Akademisi Teknik Lingkungan Unmuh Jember: Banjir Sumatra Bukti Kerusakan Lingkungan Sudah di Titik Kritis
Banjir besar yang melanda sejumlah wilayah di Sumatra kembali membuka luka lama persoalan lingkungan di Indonesia. Menanggapi situasi tersebut, Dr. Latifa Mirzatika Al-Rosyid, S.T., M.T., Kepala Progr
JEMBER Banjir besar yang melanda sejumlah wilayah di Sumatra kembali membuka luka lama persoalan lingkungan di Indonesia. Menanggapi situasi tersebut, Dr. Latifa Mirzatika Al-Rosyid, S.T., M.T., Kepala Program Studi Teknik Lingkungan Universitas Muhammadiyah Jember (Unmuh Jember), menegaskan bahwa bencana ini merupakan “alarm keras” atas kerusakan ekologis nasional yang semakin parah, terutama pada Daerah Aliran Sungai (DAS), tata ruang, dan dampak perubahan iklim yang makin terlihat nyata.
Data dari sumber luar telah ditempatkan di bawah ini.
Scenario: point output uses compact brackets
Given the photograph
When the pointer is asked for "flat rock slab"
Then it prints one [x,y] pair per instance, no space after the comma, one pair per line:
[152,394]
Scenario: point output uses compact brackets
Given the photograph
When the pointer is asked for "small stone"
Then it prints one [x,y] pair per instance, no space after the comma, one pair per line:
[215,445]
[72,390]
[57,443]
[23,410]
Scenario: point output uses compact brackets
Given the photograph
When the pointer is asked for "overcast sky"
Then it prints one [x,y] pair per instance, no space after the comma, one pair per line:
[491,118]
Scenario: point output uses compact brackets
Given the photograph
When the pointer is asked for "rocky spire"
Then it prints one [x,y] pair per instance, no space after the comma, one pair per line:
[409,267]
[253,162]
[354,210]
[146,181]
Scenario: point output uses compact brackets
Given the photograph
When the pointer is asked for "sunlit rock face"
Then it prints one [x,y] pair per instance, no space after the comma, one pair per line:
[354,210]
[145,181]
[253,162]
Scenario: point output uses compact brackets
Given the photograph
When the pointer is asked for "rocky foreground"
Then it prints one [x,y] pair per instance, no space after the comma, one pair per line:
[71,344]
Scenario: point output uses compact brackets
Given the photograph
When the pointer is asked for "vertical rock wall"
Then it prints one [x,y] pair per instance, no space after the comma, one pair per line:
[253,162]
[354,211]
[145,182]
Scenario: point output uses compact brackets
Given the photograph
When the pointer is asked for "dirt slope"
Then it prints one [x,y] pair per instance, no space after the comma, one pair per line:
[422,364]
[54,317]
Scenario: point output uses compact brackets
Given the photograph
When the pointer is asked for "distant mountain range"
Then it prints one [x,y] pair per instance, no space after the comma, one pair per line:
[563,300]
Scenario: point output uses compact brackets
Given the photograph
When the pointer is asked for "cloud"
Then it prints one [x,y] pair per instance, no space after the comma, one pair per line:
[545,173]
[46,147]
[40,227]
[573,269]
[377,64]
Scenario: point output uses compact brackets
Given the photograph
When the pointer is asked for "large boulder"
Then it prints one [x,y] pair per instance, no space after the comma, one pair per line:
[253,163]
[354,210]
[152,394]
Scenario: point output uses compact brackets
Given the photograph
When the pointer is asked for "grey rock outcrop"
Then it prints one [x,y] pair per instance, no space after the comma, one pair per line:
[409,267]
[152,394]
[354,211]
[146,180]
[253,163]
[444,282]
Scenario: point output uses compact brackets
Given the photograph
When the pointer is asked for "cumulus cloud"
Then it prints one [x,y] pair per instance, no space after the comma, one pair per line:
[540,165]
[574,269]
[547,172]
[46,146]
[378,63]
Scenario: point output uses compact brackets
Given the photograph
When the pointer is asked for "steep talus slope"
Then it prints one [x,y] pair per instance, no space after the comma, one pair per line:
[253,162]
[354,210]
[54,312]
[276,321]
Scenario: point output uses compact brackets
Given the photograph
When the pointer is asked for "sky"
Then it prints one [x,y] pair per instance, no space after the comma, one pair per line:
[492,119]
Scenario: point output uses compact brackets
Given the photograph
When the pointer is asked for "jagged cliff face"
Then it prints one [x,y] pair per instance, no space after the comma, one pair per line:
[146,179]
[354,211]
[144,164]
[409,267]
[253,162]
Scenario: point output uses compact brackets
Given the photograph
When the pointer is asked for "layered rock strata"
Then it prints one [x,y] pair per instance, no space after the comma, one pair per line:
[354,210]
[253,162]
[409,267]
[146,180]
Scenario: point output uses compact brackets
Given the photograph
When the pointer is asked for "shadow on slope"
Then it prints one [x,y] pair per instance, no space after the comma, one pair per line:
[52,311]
Menurut Dr. Latifa, banjir yang terjadi bukan sekadar akibat curah hujan tinggi, namun merupakan gambaran kompleks dari masalah lingkungan yang telah berlangsung lama. Sumatra, yang mencatat tingkat deforestasi tinggi. mengalami penurunan drastis kemampuan tanah menyerap air. Hilangnya tutupan hutan, meningkatnya erosi, serta sedimentasi sungai menyebabkan aliran permukaan meningkat tajam.
“Ketika DAS rusak, hujan dengan intensitas sedang pun sudah cukup untuk memicu banjir. Apalagi saat terjadi hujan ekstrem seperti sekarang,” ujarnya.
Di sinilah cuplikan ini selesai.